Methodology and volunteers
Roughly 200 volunteers and outreach workers canvassed 28 geographic zones using a GIS-enabled mobile survey app and also counted people at branch libraries and service sites. The City of Pasadena said volunteers distributed cold-weather kits, while the Pasadena Public Health Department and Huntington Hospital provided vaccines and Narcan during the effort. Homeless Count Coordinator Christina Kasali said, “The community response has been incredibly encouraging,” in the city’s news release.
Who was counted
Every unsheltered person counted was a single adult, and no families with minor children were found sleeping outside during the 2026 tally. Families made up roughly 47% of the sheltered population. More than half of those surveyed said they had last been housed in Pasadena and had lived in the city an average of 21 years before losing housing.

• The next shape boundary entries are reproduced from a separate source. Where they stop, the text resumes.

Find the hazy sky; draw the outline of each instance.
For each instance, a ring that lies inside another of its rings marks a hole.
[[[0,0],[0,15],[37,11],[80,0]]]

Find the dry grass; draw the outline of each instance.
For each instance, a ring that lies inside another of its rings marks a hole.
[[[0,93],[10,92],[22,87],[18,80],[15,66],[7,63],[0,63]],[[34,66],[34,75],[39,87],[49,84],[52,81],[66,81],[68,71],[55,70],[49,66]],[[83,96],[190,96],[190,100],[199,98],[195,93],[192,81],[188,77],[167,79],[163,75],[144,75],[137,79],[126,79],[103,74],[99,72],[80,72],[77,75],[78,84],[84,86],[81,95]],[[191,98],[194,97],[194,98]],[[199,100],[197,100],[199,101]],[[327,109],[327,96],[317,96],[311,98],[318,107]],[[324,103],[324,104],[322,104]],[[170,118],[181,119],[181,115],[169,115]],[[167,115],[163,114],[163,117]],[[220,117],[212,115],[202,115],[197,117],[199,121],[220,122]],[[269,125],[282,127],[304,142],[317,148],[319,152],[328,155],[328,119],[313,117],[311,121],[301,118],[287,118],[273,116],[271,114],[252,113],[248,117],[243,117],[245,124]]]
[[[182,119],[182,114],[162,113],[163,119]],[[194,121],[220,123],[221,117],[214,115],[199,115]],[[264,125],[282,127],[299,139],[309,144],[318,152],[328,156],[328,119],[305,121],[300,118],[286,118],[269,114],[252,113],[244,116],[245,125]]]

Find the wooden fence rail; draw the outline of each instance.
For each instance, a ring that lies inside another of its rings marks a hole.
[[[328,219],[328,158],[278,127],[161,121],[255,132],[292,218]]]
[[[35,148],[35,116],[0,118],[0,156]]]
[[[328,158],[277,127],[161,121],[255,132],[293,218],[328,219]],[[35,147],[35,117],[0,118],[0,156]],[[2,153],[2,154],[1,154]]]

The Eaton Fire is still visible in the data. About 29% of unsheltered respondents said the fire affected them and 9% said it directly caused their housing loss, Pasadena Now reported.
Funding crunch could complicate gains
The modest shift toward shelter is landing just as the Los Angeles County Board of Supervisors approved an $843 million spending plan for the new Department of Homeless Services and Housing in February. The plan included nearly $200 million in reductions to existing programs, according to LA County HSH and reporting by LAist. County officials cite rising shelter costs and the expiration of one-time federal and state grants as key drivers, while advocates warn the cuts will hit outreach and prevention. Local providers say smaller county allocations could squeeze Pasadena’s motel placements and shelter budgets if funding is not restored.
What comes next
City staff say the Point-in-Time results and a broader Annual Count planned for later this summer will guide Pasadena’s use of HUD, HOME and ESG grant dollars and shape upcoming council decisions. Advocates and service providers will be watching both the county budget process and local spending choices, including Pasadena’s draft plan for roughly $4.7 million in federal community-development funds, as covered in Pasadena’s $4.7 million housing and street push. The city and local nonprofits say they plan to keep prioritizing placements and prevention, even as they brace for a leaner funding year.